Pensar es ordenar, atreverse con valentía y con humildad, es escuchar, inventar y, en el fondo, un acto de esperanza

Artículo publicado en Empresa XXI (01/10/2025)
Pensar es también atreverse a imaginar un futuro diferente. Proyectarse más allá del ahora. En un mundo que premia lo inmediato, lo medible y lo ejecutable, la imaginación puede parecer un lujo. Pero no lo es. Es, de hecho, uno de los actos más potentes de pensamiento estratégico. Einstein lo enunció con la claridad que le caracterizaba: “La imaginación es más importante que el conocimiento”. Porque el conocimiento nos habla de lo que ya es, pero la imaginación nos abre la puerta a lo que aún no existe, a lo que puede llegar a ser.
Pensar con imaginación no significa fantasear, sino permitirnos explorar lo no evidente. Implica la audacia de formular nuevas preguntas, de cambiar los marcos de análisis, de concebir alternativas en lugar de resignarnos a lo que ya está en marcha. Significa ensayar futuros.
Ya os he contado alguna vez que, en la novela Fundación, Isaac Asimov imagina una ciencia capaz de anticipar los movimientos históricos a gran escala: la psicohistoria. Su protagonista, Hari Seldon, no buscaba adivinar lo inevitable, sino reducir la incertidumbre con inteligencia colectiva, con visión y método. Pensar, en ese mundo ficticio, era un acto de salvaguarda civilizatoria. Fue uno de los primeros en imaginar robots conviviendo con los seres humanos, algo que ya no parece tan lejano ¿verdad?
El pensamiento estratégico tiene mucho de anticipar, y sorprender con un movimiento inesperado, como en una partida de ajedrez. También aceptar que no todo puede preverse, y que hay belleza en lo inesperado. Como descubre Beth Harmon en Gambito de Dama, el ajedrez, como la vida, no es solo cálculo, es arte, es emoción, es riesgo.
Lo mismo ocurre con el pensamiento profundo: en muchas ocasiones no basta solo con acertar, sino que es preciso entender, conmover, transformar. Y a todo eso nos puede ayudar la imaginación.
En las organizaciones, sin embargo, no siempre damos espacio a este tipo de pensamiento. Preferimos decisiones rápidas, basadas en datos del pasado. Pero no hay innovación sin imaginación, sin nuevas ideas. No hay estrategia sin hipótesis. No hay futuro sin ensayo y error.

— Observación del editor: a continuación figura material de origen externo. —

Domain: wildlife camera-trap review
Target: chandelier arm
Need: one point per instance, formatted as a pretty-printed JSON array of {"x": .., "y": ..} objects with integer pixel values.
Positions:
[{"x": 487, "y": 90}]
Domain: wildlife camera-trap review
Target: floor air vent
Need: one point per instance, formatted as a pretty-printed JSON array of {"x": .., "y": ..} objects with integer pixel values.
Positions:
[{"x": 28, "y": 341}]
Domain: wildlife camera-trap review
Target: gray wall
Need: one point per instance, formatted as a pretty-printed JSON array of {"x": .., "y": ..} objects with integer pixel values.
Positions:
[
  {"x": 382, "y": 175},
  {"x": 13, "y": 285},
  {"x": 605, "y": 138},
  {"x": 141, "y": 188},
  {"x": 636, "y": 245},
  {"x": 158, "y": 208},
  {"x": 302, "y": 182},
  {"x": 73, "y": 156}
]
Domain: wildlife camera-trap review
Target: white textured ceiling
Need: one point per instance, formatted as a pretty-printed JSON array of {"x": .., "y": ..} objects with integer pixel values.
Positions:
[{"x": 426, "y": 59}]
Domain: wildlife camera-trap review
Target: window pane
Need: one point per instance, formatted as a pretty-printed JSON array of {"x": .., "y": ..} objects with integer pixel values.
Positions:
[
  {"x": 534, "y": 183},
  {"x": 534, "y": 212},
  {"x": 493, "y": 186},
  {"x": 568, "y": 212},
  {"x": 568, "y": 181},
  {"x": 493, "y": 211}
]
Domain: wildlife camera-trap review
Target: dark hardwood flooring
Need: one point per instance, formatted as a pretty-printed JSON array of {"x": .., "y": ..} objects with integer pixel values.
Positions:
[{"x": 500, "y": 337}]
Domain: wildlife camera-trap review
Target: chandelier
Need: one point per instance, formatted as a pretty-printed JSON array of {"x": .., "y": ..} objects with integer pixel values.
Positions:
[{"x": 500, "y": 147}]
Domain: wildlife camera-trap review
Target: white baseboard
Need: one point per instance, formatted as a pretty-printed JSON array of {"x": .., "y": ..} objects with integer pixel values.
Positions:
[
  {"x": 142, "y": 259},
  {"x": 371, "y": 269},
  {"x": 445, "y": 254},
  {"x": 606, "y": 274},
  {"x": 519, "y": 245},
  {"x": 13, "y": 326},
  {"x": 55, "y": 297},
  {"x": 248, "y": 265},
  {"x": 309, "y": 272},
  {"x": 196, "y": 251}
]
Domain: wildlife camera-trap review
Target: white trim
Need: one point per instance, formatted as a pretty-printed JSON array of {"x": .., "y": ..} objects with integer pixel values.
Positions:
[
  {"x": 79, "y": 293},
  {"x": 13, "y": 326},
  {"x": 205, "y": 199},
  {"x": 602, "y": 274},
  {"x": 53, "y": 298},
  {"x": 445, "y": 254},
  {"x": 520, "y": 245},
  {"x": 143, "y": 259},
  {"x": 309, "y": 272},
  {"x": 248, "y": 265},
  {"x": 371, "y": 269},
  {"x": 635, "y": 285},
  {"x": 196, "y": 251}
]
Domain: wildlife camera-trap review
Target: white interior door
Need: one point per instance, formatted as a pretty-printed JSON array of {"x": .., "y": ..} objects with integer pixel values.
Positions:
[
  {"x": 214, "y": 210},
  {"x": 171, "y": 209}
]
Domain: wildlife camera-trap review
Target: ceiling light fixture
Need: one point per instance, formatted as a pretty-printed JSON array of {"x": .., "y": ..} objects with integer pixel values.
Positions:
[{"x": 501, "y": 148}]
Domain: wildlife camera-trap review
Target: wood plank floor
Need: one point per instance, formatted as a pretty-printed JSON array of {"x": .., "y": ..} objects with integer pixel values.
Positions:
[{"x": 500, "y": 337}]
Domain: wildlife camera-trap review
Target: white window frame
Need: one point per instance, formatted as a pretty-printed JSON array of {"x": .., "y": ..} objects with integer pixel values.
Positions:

Por eso es tan importante defender la imaginación como parte esencial del pensamiento riguroso. No es lo contrario del análisis. Es su complemento. Pensar bien es también permitirse proyectar escenarios, aunque no se puedan demostrar todavía. No para construir castillos en el aire, sino para experimentar la viabilidad de algunas alternativas.
He visto cómo esta capacidad de imaginar transforma culturas organizativas enteras. Cuando una empresa deja de preguntarse solo “qué hacemos” y empieza a preguntarse “qué podríamos llegar a ser”, algo se activa. Algo cambia. Aparecen nuevos lenguajes, nuevas alianzas, nuevas prioridades. También he visto cómo esta capacidad se bloquea cuando se exige todo inmediato, justificado y seguro. Lo nuevo, por definición, no viene con manual. Exige coraje. Y para imaginar juntos, necesitamos contextos que no castiguen el error, sino que lo integren como parte del proceso.
Y aquí los jóvenes vuelven a tener un papel esencial. Su forma de pensar no está tan atada a las estructuras heredadas. Su imaginación, si se cultiva y no se desactiva por exceso de normas y filtros, puede ser una de las mayores fuentes de renovación que tenemos. Pero también ellos necesitarán herramientas. Imaginación no es improvisación. Es una forma de pensamiento entrenado, cultivado. Con este artículo cierro esta pequeña serie. Pensar es ordenar, es atreverse con valentía y con humildad, es escuchar y es imaginar. No han querido ser lecciones, sino caminos. Porque pensar sigue siendo, en estos tiempos inciertos, la forma más honesta de orientarse.
Necesitamos pensar para reinventar una economía más inclusiva, una política más dialogante, una educación más humana, una globalización más justa. Personas que no se dejen arrastrar por la queja constante ni por el cinismo de “todo va a peor”.
Pensar, en el fondo, es también un acto de esperanza. La esperanza de que no todo está escrito, de que lo esencial aún es posible, de que el ser humano, cuando piensa con honestidad y sueña con responsabilidad, puede ser más que la suma de sus inercias. En tiempos difíciles, pensar nos mantiene despiertos. Pero es la esperanza la que nos mantiene en pie.